Por onde anda o bom senso?
Sexta, 2 de Abril, 2004
Por onde anda o bom senso?
É difícil saber atualmente o que é jornalismo sério e o que não é.
Vejam essa revista Carta Capital. Concordo que não é fácil para mim analisar uma revista que tem uma orientação tão diferente da minha, mas certos pontos devem ser independentes. Para começar, somente analisando as últimas capas dessa revista ("O apocalipse bate à porta", "Os EUA grampearam a Alvorada", "A lista dos espiões americanos no Brasil") uma pessoa de bom senso já saberia que a linha deles é um tanto sensacionalista. E como qualquer mídia desse tipo, o objetivo principal não é somente informar, mas sim chocar. E provavelmente ai está a raíz do problema.

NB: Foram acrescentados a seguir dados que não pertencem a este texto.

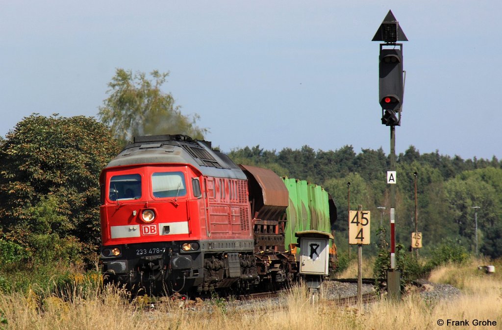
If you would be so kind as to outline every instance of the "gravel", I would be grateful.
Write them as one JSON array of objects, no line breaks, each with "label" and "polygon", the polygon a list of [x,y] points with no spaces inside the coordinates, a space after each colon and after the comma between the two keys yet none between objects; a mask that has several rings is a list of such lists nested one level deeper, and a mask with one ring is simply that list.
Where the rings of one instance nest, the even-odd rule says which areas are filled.
[{"label": "gravel", "polygon": [[460,295],[460,290],[450,284],[433,283],[426,280],[417,280],[420,295],[426,300],[451,299]]}]

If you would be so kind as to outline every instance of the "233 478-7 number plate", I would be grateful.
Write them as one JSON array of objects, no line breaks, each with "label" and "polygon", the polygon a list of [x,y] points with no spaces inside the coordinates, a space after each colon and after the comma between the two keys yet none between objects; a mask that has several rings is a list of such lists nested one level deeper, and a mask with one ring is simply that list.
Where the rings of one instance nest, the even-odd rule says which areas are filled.
[{"label": "233 478-7 number plate", "polygon": [[136,249],[137,256],[153,256],[156,254],[162,254],[166,251],[165,248],[146,248],[145,249]]}]

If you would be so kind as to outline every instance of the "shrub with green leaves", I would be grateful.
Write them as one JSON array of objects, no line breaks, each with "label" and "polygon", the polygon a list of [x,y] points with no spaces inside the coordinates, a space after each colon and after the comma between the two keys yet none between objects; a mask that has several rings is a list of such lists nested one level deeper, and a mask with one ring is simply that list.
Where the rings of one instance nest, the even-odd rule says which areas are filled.
[{"label": "shrub with green leaves", "polygon": [[92,118],[35,114],[18,123],[0,143],[0,226],[9,240],[38,252],[54,244],[55,255],[69,259],[65,246],[77,240],[95,249],[98,178],[117,149]]}]

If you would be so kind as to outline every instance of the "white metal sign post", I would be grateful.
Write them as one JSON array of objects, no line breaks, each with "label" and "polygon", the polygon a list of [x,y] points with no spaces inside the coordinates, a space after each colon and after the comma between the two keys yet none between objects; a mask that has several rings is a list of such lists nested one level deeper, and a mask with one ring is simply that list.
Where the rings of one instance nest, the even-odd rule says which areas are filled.
[{"label": "white metal sign post", "polygon": [[369,211],[363,211],[359,205],[358,211],[349,211],[348,223],[349,244],[357,245],[357,303],[362,301],[362,245],[370,241]]},{"label": "white metal sign post", "polygon": [[414,232],[411,233],[411,247],[420,249],[422,247],[422,233]]}]

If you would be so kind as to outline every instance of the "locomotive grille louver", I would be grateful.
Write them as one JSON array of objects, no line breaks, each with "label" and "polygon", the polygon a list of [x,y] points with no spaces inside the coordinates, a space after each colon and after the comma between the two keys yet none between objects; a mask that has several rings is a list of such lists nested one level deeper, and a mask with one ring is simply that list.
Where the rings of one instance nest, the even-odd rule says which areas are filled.
[{"label": "locomotive grille louver", "polygon": [[223,167],[218,163],[218,161],[215,159],[207,150],[186,145],[182,145],[181,147],[193,157],[199,165],[223,168]]}]

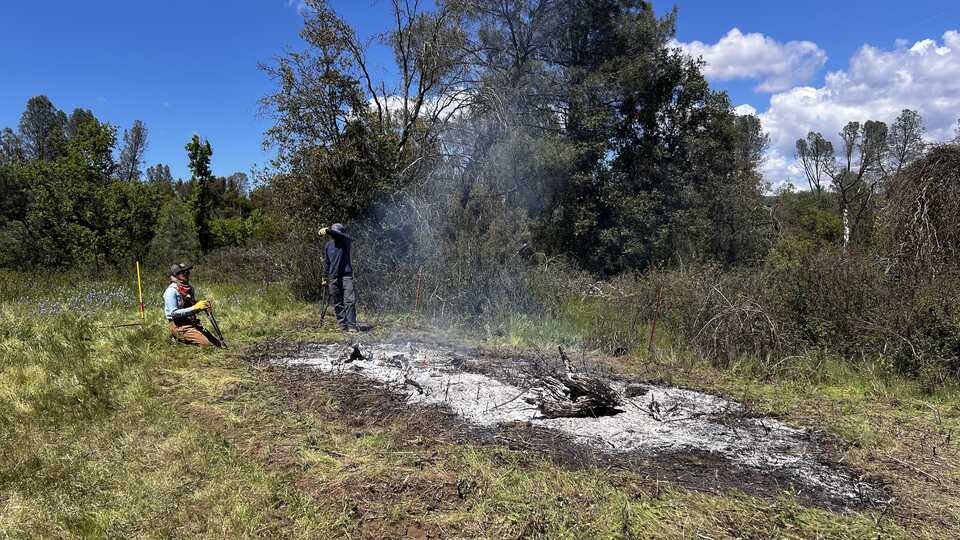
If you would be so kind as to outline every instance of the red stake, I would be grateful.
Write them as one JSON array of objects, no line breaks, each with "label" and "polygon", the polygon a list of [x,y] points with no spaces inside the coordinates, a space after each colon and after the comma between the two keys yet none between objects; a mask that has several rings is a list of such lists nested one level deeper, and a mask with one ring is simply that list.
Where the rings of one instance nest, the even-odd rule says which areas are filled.
[{"label": "red stake", "polygon": [[653,312],[653,321],[650,323],[650,343],[647,352],[653,354],[653,338],[657,334],[657,320],[660,319],[660,308],[663,306],[663,285],[657,287],[657,307]]},{"label": "red stake", "polygon": [[423,274],[418,270],[417,271],[417,294],[413,301],[413,311],[417,313],[420,311],[420,282],[423,279]]}]

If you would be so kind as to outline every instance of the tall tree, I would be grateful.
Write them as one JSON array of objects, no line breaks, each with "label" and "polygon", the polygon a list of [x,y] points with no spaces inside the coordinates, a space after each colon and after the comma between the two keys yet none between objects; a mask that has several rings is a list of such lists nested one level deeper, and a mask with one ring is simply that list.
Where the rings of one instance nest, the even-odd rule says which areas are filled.
[{"label": "tall tree", "polygon": [[890,126],[887,136],[887,172],[900,174],[904,167],[923,155],[927,128],[920,113],[904,109]]},{"label": "tall tree", "polygon": [[10,128],[0,131],[0,165],[15,165],[26,158],[20,137]]},{"label": "tall tree", "polygon": [[213,155],[213,148],[210,146],[210,141],[201,141],[199,135],[194,135],[185,148],[189,158],[190,171],[193,173],[191,178],[193,194],[191,195],[190,206],[193,210],[197,236],[200,239],[200,248],[204,253],[207,253],[213,248],[216,240],[210,227],[210,222],[213,219],[213,193],[210,186],[213,179],[213,173],[210,171],[210,157]]},{"label": "tall tree", "polygon": [[147,127],[134,120],[129,130],[123,130],[123,148],[120,150],[120,179],[127,182],[140,180],[140,166],[147,151]]},{"label": "tall tree", "polygon": [[888,150],[887,125],[868,120],[849,122],[840,131],[841,154],[828,171],[837,191],[843,219],[843,245],[850,243],[883,180]]},{"label": "tall tree", "polygon": [[66,115],[47,96],[30,98],[19,125],[27,159],[50,161],[57,157],[63,151],[65,128]]},{"label": "tall tree", "polygon": [[797,160],[803,166],[803,173],[807,177],[810,191],[817,195],[823,193],[824,184],[829,179],[829,171],[835,159],[833,143],[823,138],[820,133],[807,133],[806,140],[797,139]]}]

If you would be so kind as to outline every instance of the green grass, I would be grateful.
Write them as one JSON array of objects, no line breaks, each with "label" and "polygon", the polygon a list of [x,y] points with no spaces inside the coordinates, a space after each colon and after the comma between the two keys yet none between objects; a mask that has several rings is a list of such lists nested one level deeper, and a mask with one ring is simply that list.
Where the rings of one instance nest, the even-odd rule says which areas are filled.
[{"label": "green grass", "polygon": [[[960,523],[956,442],[928,456],[949,430],[960,438],[956,394],[924,394],[867,364],[800,359],[770,372],[743,360],[721,371],[681,352],[667,329],[660,354],[617,360],[640,376],[824,426],[852,442],[851,463],[893,482],[909,510],[900,516],[832,513],[788,493],[651,486],[631,473],[426,439],[402,421],[342,422],[322,390],[309,407],[291,407],[283,387],[238,351],[338,336],[318,328],[315,307],[282,284],[197,276],[231,344],[224,352],[169,343],[155,277],[143,328],[108,328],[136,318],[126,281],[0,278],[0,536],[936,538]],[[486,344],[600,348],[591,341],[599,316],[517,318]],[[632,339],[645,351],[645,336]],[[887,457],[915,454],[910,466],[943,486]],[[935,513],[940,521],[929,518]]]}]

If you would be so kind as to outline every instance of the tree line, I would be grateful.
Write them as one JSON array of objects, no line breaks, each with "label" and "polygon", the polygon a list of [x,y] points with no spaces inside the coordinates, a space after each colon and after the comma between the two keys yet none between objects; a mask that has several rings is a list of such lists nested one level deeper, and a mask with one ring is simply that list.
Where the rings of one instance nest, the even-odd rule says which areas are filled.
[{"label": "tree line", "polygon": [[109,268],[192,259],[256,237],[262,211],[247,175],[216,177],[212,148],[186,145],[192,176],[144,170],[148,130],[117,127],[89,109],[69,115],[31,98],[16,130],[0,132],[0,266]]}]

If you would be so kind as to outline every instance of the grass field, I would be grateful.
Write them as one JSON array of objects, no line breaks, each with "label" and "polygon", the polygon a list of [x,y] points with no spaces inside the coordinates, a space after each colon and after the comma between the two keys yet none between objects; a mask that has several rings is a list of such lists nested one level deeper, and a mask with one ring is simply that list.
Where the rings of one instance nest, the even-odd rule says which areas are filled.
[{"label": "grass field", "polygon": [[[169,343],[162,280],[143,328],[133,287],[0,275],[0,535],[9,537],[950,538],[960,536],[960,397],[868,362],[749,361],[717,370],[668,342],[623,371],[723,393],[841,438],[885,483],[883,508],[835,513],[784,492],[684,489],[471,443],[415,411],[251,361],[342,339],[282,284],[214,283],[228,351]],[[383,319],[376,333],[413,329]],[[588,336],[584,321],[516,321],[488,348]],[[583,338],[586,340],[586,338]]]}]

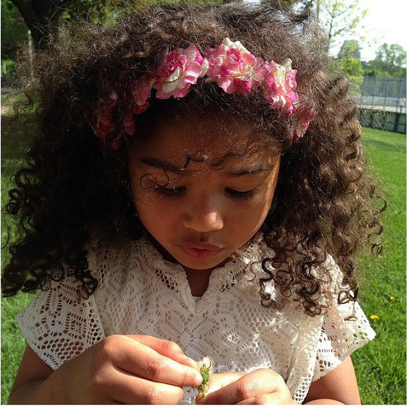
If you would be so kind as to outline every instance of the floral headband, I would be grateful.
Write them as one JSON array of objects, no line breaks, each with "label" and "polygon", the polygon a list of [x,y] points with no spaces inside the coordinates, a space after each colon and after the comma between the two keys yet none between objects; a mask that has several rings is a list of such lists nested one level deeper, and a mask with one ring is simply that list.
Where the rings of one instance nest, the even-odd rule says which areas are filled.
[{"label": "floral headband", "polygon": [[[149,108],[152,90],[155,97],[168,99],[171,96],[186,96],[192,85],[199,78],[206,77],[226,93],[249,95],[253,88],[261,88],[263,97],[273,108],[287,115],[293,115],[295,126],[295,140],[302,137],[313,117],[313,113],[300,106],[296,88],[296,70],[291,68],[291,60],[284,65],[265,61],[251,54],[239,41],[225,38],[217,48],[208,48],[203,57],[193,44],[185,49],[169,52],[155,73],[147,73],[130,84],[132,100],[123,117],[121,133],[133,135],[135,115]],[[112,91],[90,120],[96,135],[104,140],[113,131],[112,110],[117,103],[118,95]],[[119,147],[121,135],[112,142]]]}]

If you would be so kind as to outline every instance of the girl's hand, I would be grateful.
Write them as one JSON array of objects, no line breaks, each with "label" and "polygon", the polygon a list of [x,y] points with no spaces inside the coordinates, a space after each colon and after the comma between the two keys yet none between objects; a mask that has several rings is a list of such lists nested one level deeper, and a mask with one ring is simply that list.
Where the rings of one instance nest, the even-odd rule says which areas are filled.
[{"label": "girl's hand", "polygon": [[262,368],[249,374],[211,374],[205,398],[197,404],[294,404],[283,379],[272,370]]},{"label": "girl's hand", "polygon": [[202,382],[177,344],[151,336],[110,336],[78,359],[71,360],[73,402],[177,404],[183,387]]},{"label": "girl's hand", "polygon": [[24,362],[14,403],[177,404],[202,381],[177,345],[147,335],[108,337],[53,372],[31,349]]}]

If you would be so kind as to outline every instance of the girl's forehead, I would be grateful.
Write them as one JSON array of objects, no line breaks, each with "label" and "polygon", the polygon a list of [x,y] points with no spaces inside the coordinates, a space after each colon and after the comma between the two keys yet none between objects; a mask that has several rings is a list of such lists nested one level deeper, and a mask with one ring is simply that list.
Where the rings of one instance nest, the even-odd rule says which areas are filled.
[{"label": "girl's forehead", "polygon": [[184,115],[157,122],[147,137],[136,137],[130,149],[138,157],[176,160],[179,164],[188,156],[214,162],[234,160],[234,156],[253,159],[263,152],[270,155],[268,139],[248,120]]}]

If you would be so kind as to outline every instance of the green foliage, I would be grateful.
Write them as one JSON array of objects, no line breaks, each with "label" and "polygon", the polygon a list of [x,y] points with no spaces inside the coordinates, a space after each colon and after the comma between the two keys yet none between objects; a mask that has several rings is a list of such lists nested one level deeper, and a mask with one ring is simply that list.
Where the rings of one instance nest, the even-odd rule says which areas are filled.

Bom exemplo é essa entrevista com Carlos Costa, o suposto "chefe do FBI no Brasil por quatro anos". Obviamente, é impossível saber se o que esse cara disse é verdade ou não. Nenhum outro jornal ou revista de credibilidade falou com essa pessoa, não tem como se ter um parâmetro.
Agora, deixando tudo isso de lado, analisem certos pontos dessa entrevista:
- Primeiro ponto, o tal Carlos diz que "A Polícia Federal brasileira foi comprada pelos EUA". Ok, e quais sao os fatos fornecidos para confirmar tal história? Ele diz que "No ano passado, a DEA doou uns US$ 5 milhões, a NAS (divisão de narcóticos do departamento de Estado), também narcóticos, uns US$ 3 milhões, fora todos os outros." Nomes dos envolvidos? Nenhum. Nem dos americanos envolvidos, nem dos brasileiros envolvidos, nada.
- Segundo, ele diz que "Os EUA manipulam e compram jornalistas da imprensa brasileira". Foi aqui que dei minha primeira risada, e o resto de seriedade da entrevista se perdeu para mim. Será que esse cara confundiu Brasil com Colômbia? Será que ele já deu uma olhada nos jornais brasileiros ultimamente? Eu sempre peço para meus amigos de esquerda que chegam com esse papo que me citem só alguns, digamos 3 ou 4 jornalistas pró-EUA que escrevam para nossos grandes jornais ou revistas. Tirando o Olávo de Carvalho, que não é jornalista e sim analista, eu não sei de ninguém que tenha por exemplo apoiado a guerra no Iraque. E se realmente existe esse esquema elaborado de viagens pagas para os EUA, acredito que seria muito fácil provar o envolvimento desses jornalistas, não é mesmo?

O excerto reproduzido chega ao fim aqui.